24 December 2009

ChangingThe-Subject

A very interesting exploration of what could be genuinely 'third way' social policy bases resting on emerging insights about human brains and neurology. The .pdf is here. Nov28th2009ChangingThe-SubjectPamphlet.pdf (application/pdf Object)
I'd like to draw attention to part three which begins with a summary of what has emerged in the last few years from neuroscience:
The plastic brain: we learn and think through our brains strengthening and proliferating connections between neurons. These are not fixed and can be rewired even in adult life. Moreover, deprived environments seem to damage the ability of the brain to strengthen new connections.
The social brain: the ‘self’ as an isolated and disembodied decisionmaker in total control of behaviour would seem to be a fiction. A large portion of our behaviour seems to result from automatic reactions to the social situations we are in, as well as a
concern to abide by social norms.
The automatic brain: much less of our
behaviour than we might think results from controlled decision-making; rather it is through our ‘automatic’ brains that we make many decisions.
The habitual brain: we quickly become habituated to new behaviour. But also much of our behaviour results from intuitive judgements that are products of habits of mind’, formed by our automatic brains.
The pro-social brain: far from being solely self-interested, humans seem to be inherently disposed to value co-operation and altruism, and to care about harm done to others and issues of fairness. The myopic brain: we are consistently bad at long-term planning and decision-making and tend to focus on experiences that are closest to us temporally, spatially and emotionally (this is why we have developed social institutions that protect us from these shortcomings).

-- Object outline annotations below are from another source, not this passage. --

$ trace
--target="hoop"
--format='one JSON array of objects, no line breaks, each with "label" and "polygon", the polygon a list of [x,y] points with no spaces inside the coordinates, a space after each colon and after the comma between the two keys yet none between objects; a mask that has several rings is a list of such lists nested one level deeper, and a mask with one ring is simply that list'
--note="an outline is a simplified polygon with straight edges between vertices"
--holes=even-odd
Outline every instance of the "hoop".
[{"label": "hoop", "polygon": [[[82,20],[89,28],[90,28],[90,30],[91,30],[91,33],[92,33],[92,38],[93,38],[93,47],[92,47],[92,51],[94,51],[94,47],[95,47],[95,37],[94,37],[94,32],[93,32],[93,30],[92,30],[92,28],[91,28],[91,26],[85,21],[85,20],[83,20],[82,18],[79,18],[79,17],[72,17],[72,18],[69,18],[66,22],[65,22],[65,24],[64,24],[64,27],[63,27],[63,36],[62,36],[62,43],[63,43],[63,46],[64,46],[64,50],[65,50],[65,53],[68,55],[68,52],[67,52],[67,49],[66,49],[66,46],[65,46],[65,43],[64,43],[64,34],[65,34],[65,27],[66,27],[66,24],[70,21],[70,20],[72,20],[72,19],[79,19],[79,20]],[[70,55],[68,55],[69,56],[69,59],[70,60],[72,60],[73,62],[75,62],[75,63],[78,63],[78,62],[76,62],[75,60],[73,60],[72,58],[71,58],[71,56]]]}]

The happy brain: although personalities and cultures are highly variable, reliable sources of happiness are quite fixed (doing things for other people, a sense of autonomy, ‘flow’ activities,38 activities with intrinsic rather than relative value).
I respectfully suggest that we need to do our theology in the light of these emerging facts. I suspect that it means that hamartology and so soteriology starts to be nuanced differently to some inherited accounts. I would also suggest that our Christology starts to look a little different: what does incarnation mean in such an understanding of humanity?